Let’s take a look at filter:
function filter(sequence, predicate)
return reduce(
sequence,
function(newlist, element)
return predicate(element) and {unpack(newlist or {}), element} or newlist
end
)
end
And then partition is fairly straightforward to implement in this manner, now that we have proved that filter can be implemented with reduce it follows
function partition(sequence, predicate)
return filter(sequence, predicate), filter(sequence, function(x)not predicate(x) end)
end
But now we come to reduce, how do you implement this without looping over the list with variables?
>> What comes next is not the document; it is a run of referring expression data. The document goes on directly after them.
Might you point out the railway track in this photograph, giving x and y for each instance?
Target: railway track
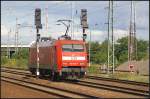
(44, 88)
(133, 90)
(118, 80)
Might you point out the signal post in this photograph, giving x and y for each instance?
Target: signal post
(38, 26)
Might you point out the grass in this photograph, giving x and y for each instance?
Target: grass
(94, 70)
(16, 63)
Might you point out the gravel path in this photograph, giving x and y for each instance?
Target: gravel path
(78, 88)
(9, 90)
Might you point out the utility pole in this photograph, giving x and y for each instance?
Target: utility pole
(132, 46)
(38, 26)
(46, 9)
(90, 50)
(108, 39)
(135, 40)
(16, 36)
(8, 49)
(84, 22)
(112, 36)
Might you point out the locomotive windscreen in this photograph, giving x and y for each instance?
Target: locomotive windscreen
(73, 48)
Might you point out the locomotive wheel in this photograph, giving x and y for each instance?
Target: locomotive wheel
(33, 71)
(55, 76)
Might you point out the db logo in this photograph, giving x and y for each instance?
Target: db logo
(73, 58)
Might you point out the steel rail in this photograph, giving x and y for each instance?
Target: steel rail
(118, 80)
(79, 95)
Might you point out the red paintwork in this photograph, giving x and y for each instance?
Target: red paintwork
(50, 55)
(59, 53)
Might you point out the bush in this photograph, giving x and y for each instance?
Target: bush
(4, 60)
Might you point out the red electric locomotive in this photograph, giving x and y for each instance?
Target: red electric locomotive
(62, 58)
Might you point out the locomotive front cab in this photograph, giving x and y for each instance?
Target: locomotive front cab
(74, 59)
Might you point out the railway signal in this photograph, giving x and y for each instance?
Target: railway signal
(84, 22)
(38, 26)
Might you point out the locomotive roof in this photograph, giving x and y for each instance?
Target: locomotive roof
(51, 42)
(43, 43)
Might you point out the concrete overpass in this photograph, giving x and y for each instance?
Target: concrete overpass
(10, 49)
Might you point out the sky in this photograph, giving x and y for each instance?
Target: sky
(97, 13)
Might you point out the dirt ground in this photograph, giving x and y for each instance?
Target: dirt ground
(9, 90)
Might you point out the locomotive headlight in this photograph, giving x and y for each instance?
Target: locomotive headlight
(82, 63)
(64, 63)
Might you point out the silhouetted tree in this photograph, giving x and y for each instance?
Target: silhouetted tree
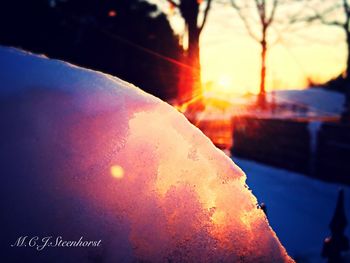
(190, 12)
(130, 39)
(332, 13)
(266, 10)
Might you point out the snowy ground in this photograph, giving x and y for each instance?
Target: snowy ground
(299, 208)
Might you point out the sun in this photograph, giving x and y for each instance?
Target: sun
(225, 82)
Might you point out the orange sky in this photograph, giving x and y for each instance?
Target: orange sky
(231, 57)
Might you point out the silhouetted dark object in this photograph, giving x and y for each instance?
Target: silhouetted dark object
(263, 207)
(266, 18)
(346, 114)
(190, 12)
(337, 242)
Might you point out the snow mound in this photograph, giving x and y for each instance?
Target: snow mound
(84, 154)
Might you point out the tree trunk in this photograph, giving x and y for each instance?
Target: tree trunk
(194, 60)
(346, 113)
(262, 95)
(191, 87)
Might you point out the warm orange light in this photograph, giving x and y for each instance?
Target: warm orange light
(117, 171)
(225, 81)
(112, 13)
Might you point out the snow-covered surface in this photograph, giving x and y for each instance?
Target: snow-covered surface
(86, 154)
(318, 100)
(299, 208)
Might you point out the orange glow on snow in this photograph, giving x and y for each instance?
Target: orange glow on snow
(117, 171)
(112, 13)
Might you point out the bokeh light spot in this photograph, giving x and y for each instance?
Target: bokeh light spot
(117, 171)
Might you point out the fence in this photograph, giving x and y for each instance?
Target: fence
(291, 144)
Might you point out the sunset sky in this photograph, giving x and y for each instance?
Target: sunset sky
(230, 58)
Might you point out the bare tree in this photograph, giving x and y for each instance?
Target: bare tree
(190, 10)
(332, 13)
(265, 11)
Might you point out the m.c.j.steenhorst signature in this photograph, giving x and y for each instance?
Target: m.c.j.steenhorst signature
(40, 243)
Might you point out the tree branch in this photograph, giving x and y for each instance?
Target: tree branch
(206, 11)
(173, 3)
(245, 21)
(274, 7)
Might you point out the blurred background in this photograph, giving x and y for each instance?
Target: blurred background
(268, 81)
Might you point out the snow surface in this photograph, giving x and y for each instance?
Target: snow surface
(318, 100)
(299, 208)
(86, 154)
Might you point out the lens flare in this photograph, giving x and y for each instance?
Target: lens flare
(117, 171)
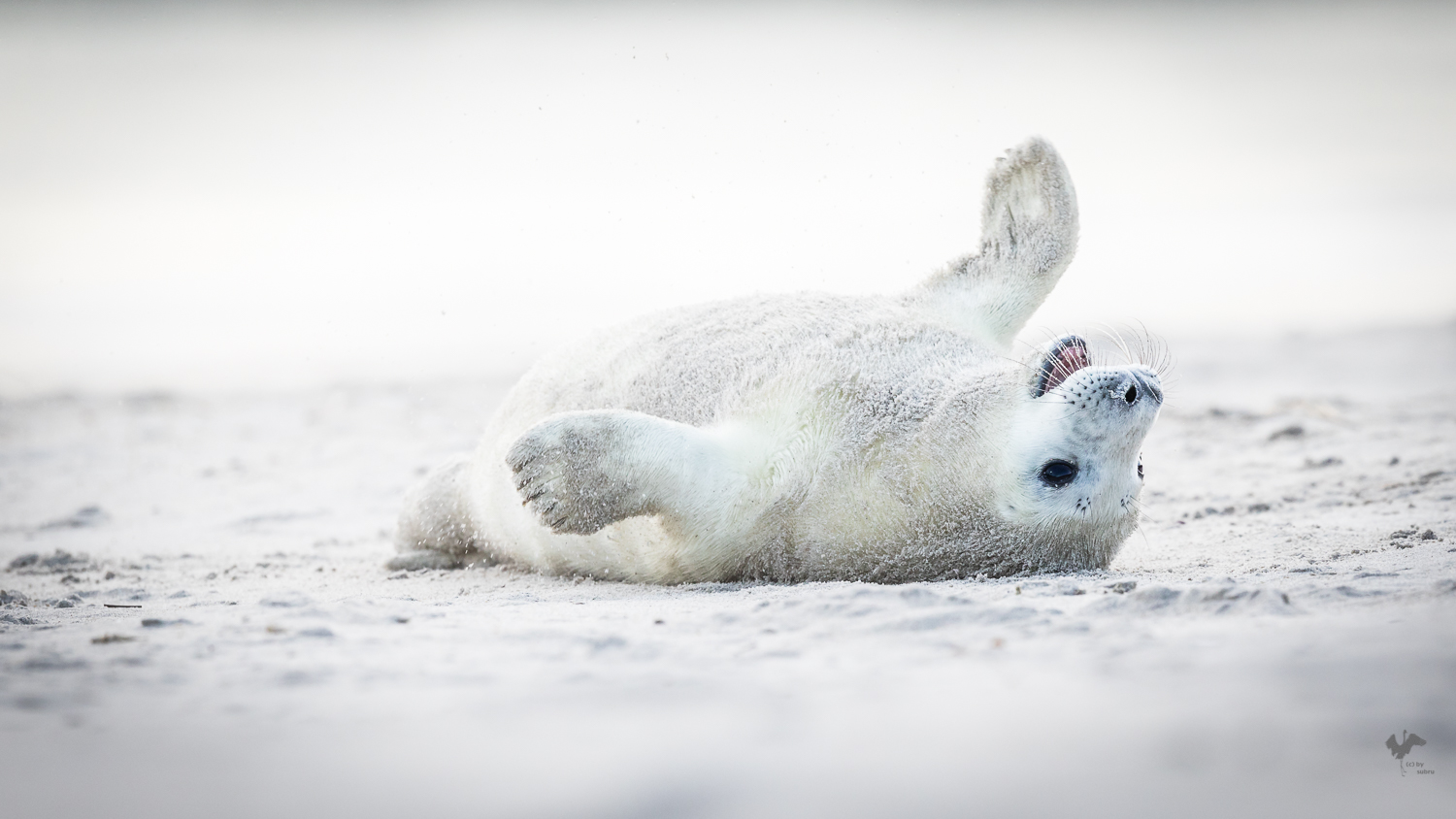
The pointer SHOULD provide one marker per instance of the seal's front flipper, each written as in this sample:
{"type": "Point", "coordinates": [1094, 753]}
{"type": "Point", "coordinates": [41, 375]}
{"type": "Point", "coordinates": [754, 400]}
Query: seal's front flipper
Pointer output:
{"type": "Point", "coordinates": [1028, 238]}
{"type": "Point", "coordinates": [581, 472]}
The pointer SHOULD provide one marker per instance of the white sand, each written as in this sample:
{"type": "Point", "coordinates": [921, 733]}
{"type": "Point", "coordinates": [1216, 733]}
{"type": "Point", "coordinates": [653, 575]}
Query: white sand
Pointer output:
{"type": "Point", "coordinates": [1275, 636]}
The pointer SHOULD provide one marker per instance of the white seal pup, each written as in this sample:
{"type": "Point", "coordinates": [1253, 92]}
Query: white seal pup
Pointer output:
{"type": "Point", "coordinates": [817, 437]}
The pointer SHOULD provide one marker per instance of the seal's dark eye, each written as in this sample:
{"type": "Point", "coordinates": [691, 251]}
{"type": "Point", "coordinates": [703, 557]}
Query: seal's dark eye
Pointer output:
{"type": "Point", "coordinates": [1059, 473]}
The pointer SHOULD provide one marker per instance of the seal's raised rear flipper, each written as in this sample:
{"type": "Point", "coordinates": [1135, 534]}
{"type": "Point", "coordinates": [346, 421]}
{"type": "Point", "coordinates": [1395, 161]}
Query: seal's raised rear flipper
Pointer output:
{"type": "Point", "coordinates": [1028, 236]}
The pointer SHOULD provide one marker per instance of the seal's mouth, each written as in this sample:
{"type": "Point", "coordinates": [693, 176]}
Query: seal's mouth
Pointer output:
{"type": "Point", "coordinates": [1065, 358]}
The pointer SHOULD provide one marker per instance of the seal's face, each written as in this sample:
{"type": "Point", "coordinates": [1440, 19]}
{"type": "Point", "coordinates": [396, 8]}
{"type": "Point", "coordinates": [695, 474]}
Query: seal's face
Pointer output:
{"type": "Point", "coordinates": [1076, 442]}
Well, for that we must use everyone’s favorite: recursion! Keep in mind that this is far removed from the goal of efficiency, and exists only to prove that you don’t need for loops to iterate over a list:
function rest(sequence)
return (function(a,...) return {...} end)(unpack(sequence))
end
function first(sequence)
return sequence[1]
end
function rightreduce(sequence, operator)
if #sequence < 0 then
return nil
else
return operator(reduce(rest(sequence)), first(sequence))
end
end
Please note, that this is the “right associative” form of reduce, as it will start reducing from the end of the list and work its way up. Also note the unforgivable but entirely valid abuse of “…” in the definition of the rest function. Despite these minor shortcomings I have now formally defined reduce in a way that doesn’t use variables, and by extension I have defined map, filter, and partition as such. Now, this is a partially insufficient definition, because reduce in this case is right associative this will cause our other functions to return sequences in the wrong order! How can we fix this horrific transgression!?
function reverse(list)
if #list == 1 then return {first(list)}
return {unpack(reverse(rest(list))), first(list)}
end
function reduce(sequence, operator)
return rightreduce(reverse(sequence), operator)
end
Well that settles that.
I wrote this discussion portion at 3 AM, so if I made any mistakes feel free to point them out and laugh at me. Sorry if this post got a little too long, I’ve been really into functional programming recently and wanted to share.